No, I’m not emphasizing the wrong things.
True understanding and experience in laboratory research fields, like the biological sciences, comes from meaningful participation in real research projects even at the undergrad level. Classroom instruction provides a necessary background, but real understanding will take place in applying that background knowledge in a lab where students often first learn to think and write scientifically. It is a significant advantage for students so interested to get that experience and get it as early as they are comfortable engaging in it. Such experiences put such students well ahead of peers at institutions that don’t provide those opportunities and that is a consistent observation across multiple institutions.
While I won’t pretend research experience is as critical for someone interested only in a clinical practice medical career, although it could be helpful for an application as noted above, for those interested in careers in the biological sciences, including those interested in becoming a physician scientist, the advantages of being at a institution with more, and move varied, research experiences is undeniable. I will caveat that if the student isn’t comfortable at that particular school, and won’t excel because of the environment, then they should look elsewhere because you first have to do well academically in order afford oneself the time to do well in a laboratory.
Pertaining to your statistics, Pitt had 55% more undergraduate students go on to earn doctoral degrees (e.g. PhD) in the life sciences than William & Mary according to the data that you cited. The “rates” you state, based on per capital student counts, are uninterpretable without adjusting for the desired career path of a student. In fact, doing a rough adjustment based on the % of life science undergrad degrees renders the rate nearly identical. However, a school like Pitt, which has six different professional schools of health sciences, has many more pre-professional degree programs and students. Professional doctorates (MDs, PharmDs, DMDs, DNPs, CScDs) are terminal degrees that aren’t included in the NSF doctoral numbers. Likewise, many more students are pursing careers in things such as business, law, engineering, compsci, communications, public health, and education which are fields that aren’t incentivized or are atypical to pursue doctorates. Nor taken into account is where the students are receiving their doctorates, doing post-docs, any funding received, or other career milestones. But because there is no adjustment for intended professional degrees or other intended career paths, there is no way to know a “rate” based on per capita counts, and the suggested comparison is frivolous at best and misleading at worse. The US News rankings based on dean surveys aren’t statistically valid to begin with and are absolutely irrelevant to real world settings of obtaining laboratory science experiences. What is relevant for a student interested in a research field is to look through the diversity of courses offerings and the faculty in those departments and the research they are pursuing and see what interests them (admitted hard at that age and lack of experience, but not unusual to already knows if they have a general interest in a something like a neurodegenerative diseases or cancer vs botany or ecology).

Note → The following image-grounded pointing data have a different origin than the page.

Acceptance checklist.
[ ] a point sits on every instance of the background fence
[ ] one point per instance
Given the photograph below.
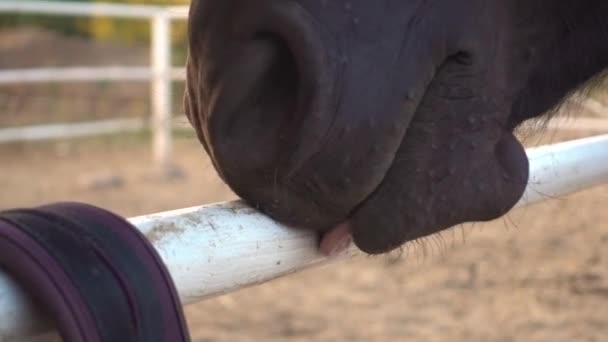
(160, 73)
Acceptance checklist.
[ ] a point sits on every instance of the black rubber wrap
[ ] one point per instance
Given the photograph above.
(96, 275)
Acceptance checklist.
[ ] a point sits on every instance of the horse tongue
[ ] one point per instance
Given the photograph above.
(336, 240)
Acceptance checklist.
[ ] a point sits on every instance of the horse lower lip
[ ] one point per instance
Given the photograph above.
(336, 239)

One example of why it is important to investigate these things is the explosion of undergraduate programs in neuroscience, a trendy degree program now offered by many smaller schools. If that is a program of interest, a student should look to see if it is actually a department with its own dedicated faculty and course offerings, or is it a program cobbled together by relying on faculty and courses borrowed from other departments such as biology and psychology. There’s a big difference in places with mature programs housed in dedicated departments and these frankenstein programs that were created primarily to attract students and not actually to prepare them for actual work and advanced study in the neurosciences.

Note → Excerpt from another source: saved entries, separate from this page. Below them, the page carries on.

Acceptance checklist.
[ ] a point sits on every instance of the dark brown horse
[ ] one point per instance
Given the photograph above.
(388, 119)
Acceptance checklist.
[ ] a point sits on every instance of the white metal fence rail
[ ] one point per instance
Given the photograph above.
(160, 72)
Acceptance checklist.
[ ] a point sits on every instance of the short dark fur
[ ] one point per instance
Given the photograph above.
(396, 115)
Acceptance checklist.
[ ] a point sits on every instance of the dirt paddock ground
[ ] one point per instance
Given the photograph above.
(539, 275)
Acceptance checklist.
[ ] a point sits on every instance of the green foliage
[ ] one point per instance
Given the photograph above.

I will have to excuse you on the R&D funding bit because most people do not have a knowledge of research funding but you are making sweeping assumptions not based on actual reality. Internal research funding at Pitt comes largely from institutional support from its affiliated medical center, over $200m a year, as well as distributions from its $4.2 billion endowment dedicated to research and academic support, other investment income, as well as strategic reserves. It does not come from undergraduate tuition. If you believe universities with a lot of research funding and a large numbers of research projects consist only of large labs, or if working in such lab is not necessarily beneficial to undergrads, then I think it is fairly obvious that you do not have knowledge or experience of these settings. Each lab, large or small and irregardless of the college they are at, varies in its culture and how undergrads are utilized, and that is always reliant on the principal investigator of that lab. Larger labs can have many more opportunities for projects and also have many more postdocs, grad students and technicians to spend time with undergrads. Plenty of smaller labs with more accessible principal investigators also exist at large research universities. There are benefits to both settings, and it is advantageous for a student to find the best fit combining both one’s research interest and ideal lab environment. And again, what any lab needs to function, at least in a relevant and productive way, is external sources funding. W&M has 5 total NIH grants: two R01s and three R15s. Not that those labs aren’t doing good work or there aren’t good undergrad experiences to be had in them, but there is a very narrow and limited range of experiences to be had there.